Project management glossary

Basic concepts

Plan

A preliminary plan for a measurable KPI associated with an activity. It can be a revenue, cost, profit, utilisation rate, deadline, etc. The bottom line is that it is our expectation of a measurable outcome related to an activity. Its achievement is measured later and the associated variances are managed.

Forecast

A KPI forecast that is based on and analyses factual data, using probabilities of trends and future expectations to predict the expected outcome for a given KPI. It is always an approximation of expected future data, not actual data. The deviation of the forecast from the plan indicates that something is deviating from the plan: it is going better or worse.

Fact - to date, final

An aggregate result for a KPI for an activity after it has been completed. The actual data cannot be changed, only analysed. A deviation of the actual data from the plan indicates that we have underperformed or overperformed compared to our plans. The factual data can be a 'to date' fact during the activity for the parts up to that point, or a final fact after the whole activity. Either way, it is already produced after analysis of past data.

Time & Material

Project pricing, a form of accounting in which the client is billed on the basis of inputs rather than a fixed, predetermined price. In most cases, labour is what is charged and the client is billed according to an agreed schedule, e.g. the number of hours worked per month by colleagues on the project.

Project Revenue

The amount the client pays us for completing the project.
For fixed-price projects, this is the sum of the contract price agreed by the client in a tender and the income from any additional work done in the meantime. For T&M projects, it is the total amount invoiced on the basis of expenditure over the whole duration of the project. For flat-fee / retainer based projects, e.g. support, it is the total fees paid for a given period.

Project Finances

Project Cost

The cost - a factual value - that we spend to complete a project, i.e. what it costs us: the sum of internal resources, subcontractors, suppliers and other costs. We distinguish between planned, actual, forecast and actual project costs.

Planned Project Cost

The project cost that we plan to spend before the project starts. For fixed-price projects, it is derived from the project budget. For T&M projects, it is calculated on the basis of the duration, the number of dedicated resources and their internal costs.

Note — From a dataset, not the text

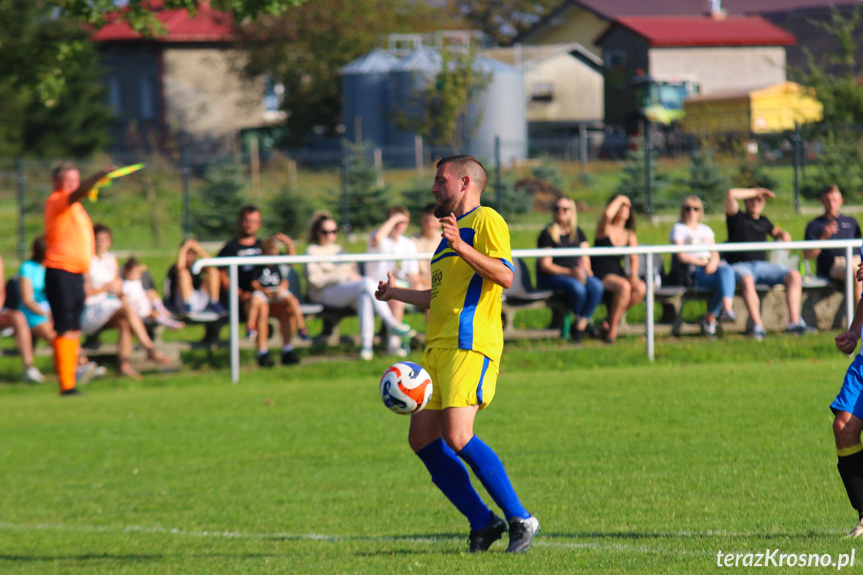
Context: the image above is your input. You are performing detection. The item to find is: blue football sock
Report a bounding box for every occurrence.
[458,435,530,521]
[417,439,492,530]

Current / To Date Project Cost

A fact that summarises the project costs (internal resources, subcontractors, suppliers, other costs) incurred to date for an ongoing project.

Project Cost Forecast

For an ongoing project, the project cost fact incurred to date plus the projected additional project costs. It is therefore an estimate of how much we expect to spend on the project by the time it is completed, based on our current information.

Actual Project Cost

A figure that can be determined for a completed project that tells us exactly how much we have spent on the project in total, including everything: internal resource costs, subcontractor hourly and fixed price costs, and other costs combined. This is a factual KPI.